What is Android 13 Beta 4?
The first developer preview for Android 13 arrived in early February, granting us an early look at Google’s next major release. Since then, the company has dropped either a developer preview or beta every month, with the latest patch — Beta 4 — arriving in mid-July. With this update, Google has dropped Android 13’s release candidate, meaning it’s more or less ready for primetime. This milestone follows platform stability, which Android 13 reached with Beta 3 in June.
As you might expect, this year’s update is basically all but finished, offering us a complete idea of what makes up Android 13: a focus on privacy and security, new ways to personalize your phone, and even more improvements for tablets and other big-screen devices.
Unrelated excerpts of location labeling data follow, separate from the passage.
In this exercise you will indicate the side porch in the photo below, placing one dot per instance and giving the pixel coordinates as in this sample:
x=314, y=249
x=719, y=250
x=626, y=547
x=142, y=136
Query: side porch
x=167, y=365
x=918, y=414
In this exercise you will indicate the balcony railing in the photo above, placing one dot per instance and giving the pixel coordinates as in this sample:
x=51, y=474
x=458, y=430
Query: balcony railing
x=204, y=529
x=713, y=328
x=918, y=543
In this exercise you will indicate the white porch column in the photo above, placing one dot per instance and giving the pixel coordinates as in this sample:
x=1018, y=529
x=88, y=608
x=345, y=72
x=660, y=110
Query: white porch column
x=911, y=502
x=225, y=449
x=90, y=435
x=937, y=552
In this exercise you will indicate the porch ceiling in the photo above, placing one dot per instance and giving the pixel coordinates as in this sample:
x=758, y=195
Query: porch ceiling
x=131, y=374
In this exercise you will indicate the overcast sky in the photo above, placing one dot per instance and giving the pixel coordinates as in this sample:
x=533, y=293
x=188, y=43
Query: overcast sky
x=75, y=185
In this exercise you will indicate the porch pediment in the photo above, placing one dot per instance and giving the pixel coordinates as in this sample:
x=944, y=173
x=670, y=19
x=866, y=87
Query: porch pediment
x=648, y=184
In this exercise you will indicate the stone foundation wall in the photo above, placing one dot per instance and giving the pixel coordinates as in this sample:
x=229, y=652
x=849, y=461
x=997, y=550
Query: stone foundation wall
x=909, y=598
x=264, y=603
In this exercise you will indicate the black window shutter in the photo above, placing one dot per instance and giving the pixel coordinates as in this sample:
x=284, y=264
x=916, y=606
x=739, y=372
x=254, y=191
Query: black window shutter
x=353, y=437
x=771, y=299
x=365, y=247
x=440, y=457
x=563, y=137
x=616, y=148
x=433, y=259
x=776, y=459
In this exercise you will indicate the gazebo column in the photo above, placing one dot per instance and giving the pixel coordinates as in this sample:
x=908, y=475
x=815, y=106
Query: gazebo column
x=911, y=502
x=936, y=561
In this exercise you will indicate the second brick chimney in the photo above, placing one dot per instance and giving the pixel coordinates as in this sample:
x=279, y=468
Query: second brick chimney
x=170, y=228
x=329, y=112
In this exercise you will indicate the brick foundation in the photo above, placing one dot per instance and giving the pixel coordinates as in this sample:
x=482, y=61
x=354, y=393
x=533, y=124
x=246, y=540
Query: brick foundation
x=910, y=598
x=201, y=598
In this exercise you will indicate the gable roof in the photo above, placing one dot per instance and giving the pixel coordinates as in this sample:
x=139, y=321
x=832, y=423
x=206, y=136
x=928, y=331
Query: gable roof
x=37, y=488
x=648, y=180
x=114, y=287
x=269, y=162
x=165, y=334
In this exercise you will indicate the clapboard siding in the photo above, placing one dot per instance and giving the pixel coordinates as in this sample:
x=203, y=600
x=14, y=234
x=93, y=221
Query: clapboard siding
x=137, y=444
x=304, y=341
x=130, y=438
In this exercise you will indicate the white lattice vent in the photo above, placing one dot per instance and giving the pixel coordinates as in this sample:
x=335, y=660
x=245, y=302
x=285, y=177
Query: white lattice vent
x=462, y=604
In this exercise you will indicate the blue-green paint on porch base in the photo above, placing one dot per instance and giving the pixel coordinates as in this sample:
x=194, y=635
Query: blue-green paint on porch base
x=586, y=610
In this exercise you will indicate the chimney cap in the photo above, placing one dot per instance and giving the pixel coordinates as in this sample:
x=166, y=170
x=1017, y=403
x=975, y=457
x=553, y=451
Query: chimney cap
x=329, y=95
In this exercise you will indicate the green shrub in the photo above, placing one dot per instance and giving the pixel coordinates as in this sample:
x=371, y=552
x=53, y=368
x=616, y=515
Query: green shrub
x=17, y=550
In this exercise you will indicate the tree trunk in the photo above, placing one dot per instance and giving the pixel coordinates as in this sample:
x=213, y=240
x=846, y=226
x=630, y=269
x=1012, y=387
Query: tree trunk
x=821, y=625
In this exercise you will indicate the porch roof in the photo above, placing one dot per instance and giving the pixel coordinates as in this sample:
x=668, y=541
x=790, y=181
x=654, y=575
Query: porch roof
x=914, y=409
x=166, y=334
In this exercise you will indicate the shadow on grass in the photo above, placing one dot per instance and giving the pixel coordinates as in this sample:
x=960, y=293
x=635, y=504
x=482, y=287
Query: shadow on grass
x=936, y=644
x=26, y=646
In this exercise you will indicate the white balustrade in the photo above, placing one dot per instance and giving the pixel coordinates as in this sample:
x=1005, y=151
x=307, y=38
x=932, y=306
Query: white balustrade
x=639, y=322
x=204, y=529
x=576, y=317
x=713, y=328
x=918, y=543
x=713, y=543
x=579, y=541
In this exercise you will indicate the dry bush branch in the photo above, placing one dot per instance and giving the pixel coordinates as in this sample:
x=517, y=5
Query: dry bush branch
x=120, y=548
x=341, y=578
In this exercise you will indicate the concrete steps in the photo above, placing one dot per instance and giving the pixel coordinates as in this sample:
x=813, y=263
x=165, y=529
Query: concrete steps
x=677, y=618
What’s new in Android 13 Beta 4?
Right now, it doesn’t seem like much. Google’s Changelog mentions some routine bug fixes — something to be expected as we get ever-closer to Android 13’s official launch — but otherwise, we have yet to spot any new features. That might make Beta 4 sound boring, but that’s the entire point of a release candidate. This beta is as close to ready as we’re going to get before a full launch for Pixel phones in the coming weeks, and in its own way, that’s pretty damn exciting.
All the Android 13 features we know so far
With all these new additions in Beta 2 now on the table, we know a lot about what’s coming down the line for this year’s update. Here’s everything we found so far.
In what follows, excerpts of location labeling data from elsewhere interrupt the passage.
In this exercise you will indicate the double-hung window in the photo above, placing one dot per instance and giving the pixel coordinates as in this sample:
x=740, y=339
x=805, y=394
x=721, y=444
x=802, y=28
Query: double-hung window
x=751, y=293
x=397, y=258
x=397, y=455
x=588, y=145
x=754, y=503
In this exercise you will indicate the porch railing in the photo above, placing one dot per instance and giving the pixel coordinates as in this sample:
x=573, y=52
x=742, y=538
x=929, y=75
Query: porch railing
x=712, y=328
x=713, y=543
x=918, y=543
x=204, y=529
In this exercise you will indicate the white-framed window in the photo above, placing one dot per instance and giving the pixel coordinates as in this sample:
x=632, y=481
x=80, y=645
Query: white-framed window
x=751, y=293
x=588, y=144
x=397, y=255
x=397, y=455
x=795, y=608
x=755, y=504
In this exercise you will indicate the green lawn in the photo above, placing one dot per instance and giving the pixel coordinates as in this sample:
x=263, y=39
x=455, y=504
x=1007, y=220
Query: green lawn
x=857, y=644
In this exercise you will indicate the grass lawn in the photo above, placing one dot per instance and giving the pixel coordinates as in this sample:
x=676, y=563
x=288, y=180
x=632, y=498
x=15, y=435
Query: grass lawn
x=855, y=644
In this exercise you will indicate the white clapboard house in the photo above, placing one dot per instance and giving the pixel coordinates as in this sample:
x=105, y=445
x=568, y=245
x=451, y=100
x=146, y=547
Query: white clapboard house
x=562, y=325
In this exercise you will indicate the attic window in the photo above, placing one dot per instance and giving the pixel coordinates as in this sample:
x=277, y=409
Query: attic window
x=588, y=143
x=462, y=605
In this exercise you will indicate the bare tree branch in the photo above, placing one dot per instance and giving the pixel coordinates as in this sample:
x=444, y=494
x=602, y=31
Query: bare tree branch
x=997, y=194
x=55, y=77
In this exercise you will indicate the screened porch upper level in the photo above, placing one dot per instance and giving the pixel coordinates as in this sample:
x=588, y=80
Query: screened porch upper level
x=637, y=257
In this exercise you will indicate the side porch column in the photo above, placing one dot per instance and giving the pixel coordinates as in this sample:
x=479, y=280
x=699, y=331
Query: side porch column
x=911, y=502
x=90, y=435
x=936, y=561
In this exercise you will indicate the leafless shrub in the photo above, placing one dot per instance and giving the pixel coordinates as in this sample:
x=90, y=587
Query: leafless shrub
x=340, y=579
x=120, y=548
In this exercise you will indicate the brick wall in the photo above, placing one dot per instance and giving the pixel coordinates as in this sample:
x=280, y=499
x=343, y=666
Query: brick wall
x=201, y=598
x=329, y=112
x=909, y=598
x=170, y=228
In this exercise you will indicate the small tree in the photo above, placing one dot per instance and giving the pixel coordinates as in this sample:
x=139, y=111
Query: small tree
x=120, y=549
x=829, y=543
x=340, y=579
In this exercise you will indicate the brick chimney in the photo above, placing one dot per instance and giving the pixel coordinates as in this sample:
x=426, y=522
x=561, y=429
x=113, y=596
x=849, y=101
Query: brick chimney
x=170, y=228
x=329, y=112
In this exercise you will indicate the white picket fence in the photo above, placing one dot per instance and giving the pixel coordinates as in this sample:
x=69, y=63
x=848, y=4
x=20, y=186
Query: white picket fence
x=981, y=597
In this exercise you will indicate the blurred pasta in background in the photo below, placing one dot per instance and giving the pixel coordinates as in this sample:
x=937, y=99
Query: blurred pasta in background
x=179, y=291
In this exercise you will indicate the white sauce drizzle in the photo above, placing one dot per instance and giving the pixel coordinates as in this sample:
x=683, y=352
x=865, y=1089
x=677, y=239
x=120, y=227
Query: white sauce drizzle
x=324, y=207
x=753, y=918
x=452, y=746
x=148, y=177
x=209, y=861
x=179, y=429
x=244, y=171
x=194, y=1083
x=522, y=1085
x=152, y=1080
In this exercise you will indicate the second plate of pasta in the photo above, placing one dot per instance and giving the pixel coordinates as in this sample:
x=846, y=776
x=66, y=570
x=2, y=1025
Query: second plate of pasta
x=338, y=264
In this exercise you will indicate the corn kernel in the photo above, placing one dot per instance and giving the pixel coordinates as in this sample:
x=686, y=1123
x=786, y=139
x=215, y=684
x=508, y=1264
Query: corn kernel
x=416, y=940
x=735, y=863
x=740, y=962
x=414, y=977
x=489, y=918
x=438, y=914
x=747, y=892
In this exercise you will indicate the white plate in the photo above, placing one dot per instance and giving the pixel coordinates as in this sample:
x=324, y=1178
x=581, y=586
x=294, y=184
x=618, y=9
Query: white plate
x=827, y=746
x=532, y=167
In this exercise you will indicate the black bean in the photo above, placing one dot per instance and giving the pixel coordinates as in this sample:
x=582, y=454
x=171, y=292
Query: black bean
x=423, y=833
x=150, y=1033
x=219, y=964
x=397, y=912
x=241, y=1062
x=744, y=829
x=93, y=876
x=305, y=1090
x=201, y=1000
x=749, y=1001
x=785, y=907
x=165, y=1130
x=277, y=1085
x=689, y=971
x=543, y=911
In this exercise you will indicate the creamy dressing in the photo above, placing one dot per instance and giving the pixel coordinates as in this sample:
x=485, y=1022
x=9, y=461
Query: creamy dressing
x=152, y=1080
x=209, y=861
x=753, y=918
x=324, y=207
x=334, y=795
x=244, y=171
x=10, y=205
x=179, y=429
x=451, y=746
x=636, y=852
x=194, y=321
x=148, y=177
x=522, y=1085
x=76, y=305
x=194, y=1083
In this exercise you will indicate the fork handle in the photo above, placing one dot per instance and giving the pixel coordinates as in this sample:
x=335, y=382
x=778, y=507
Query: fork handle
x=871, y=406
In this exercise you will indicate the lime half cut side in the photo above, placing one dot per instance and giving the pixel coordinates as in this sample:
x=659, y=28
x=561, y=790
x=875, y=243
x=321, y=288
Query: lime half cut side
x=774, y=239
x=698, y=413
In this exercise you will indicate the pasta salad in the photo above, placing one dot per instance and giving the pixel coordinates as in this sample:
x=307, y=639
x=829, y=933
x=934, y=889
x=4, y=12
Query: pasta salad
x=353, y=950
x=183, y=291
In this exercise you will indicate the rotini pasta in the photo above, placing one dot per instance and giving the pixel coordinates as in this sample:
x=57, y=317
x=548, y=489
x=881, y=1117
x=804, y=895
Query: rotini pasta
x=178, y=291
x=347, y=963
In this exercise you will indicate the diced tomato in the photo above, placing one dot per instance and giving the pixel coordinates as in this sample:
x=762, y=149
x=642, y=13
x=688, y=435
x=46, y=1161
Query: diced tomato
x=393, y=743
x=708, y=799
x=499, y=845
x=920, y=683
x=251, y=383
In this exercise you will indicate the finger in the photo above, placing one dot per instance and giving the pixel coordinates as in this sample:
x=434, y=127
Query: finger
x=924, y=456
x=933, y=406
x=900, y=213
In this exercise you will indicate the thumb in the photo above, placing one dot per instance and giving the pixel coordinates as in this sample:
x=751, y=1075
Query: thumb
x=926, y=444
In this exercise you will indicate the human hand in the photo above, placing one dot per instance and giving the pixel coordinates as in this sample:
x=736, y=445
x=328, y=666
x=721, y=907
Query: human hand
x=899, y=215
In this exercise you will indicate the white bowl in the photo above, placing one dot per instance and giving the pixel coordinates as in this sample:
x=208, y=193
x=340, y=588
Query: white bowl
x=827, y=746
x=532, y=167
All Android versions used to come with delicious, sweets-based codenames; remember Android 4.4 KitKat or Android 9 Pie? While Google doesn’t use these codenames for marketing purposes anymore, its developers still use them internally. For Android 13, this name is confirmed to be Tiramisu, following up on the not-publicly used Snow Cone for Android 12, Red Velvet Cake for Android 11, and Android 10’s Quince Tart.
Remember Android Beam, which allowed you to tap two phones to send links, files, and more to each other? It was replaced with Nearby Share, which doesn’t rely on NFC technology but instead on Bluetooth and Wi-Fi Direct. But this tap-to-transfer method is just too handy and intuitive to vanish into Nirvana, and it looks like Google wants to resurrect it. As we exclusively covered, a similar method for sharing and playing media is bound to return to Android 13. At the moment, it’s codenamed “Media TTT” (tap to transfer), but it’s unlikely that Google will market it under this name.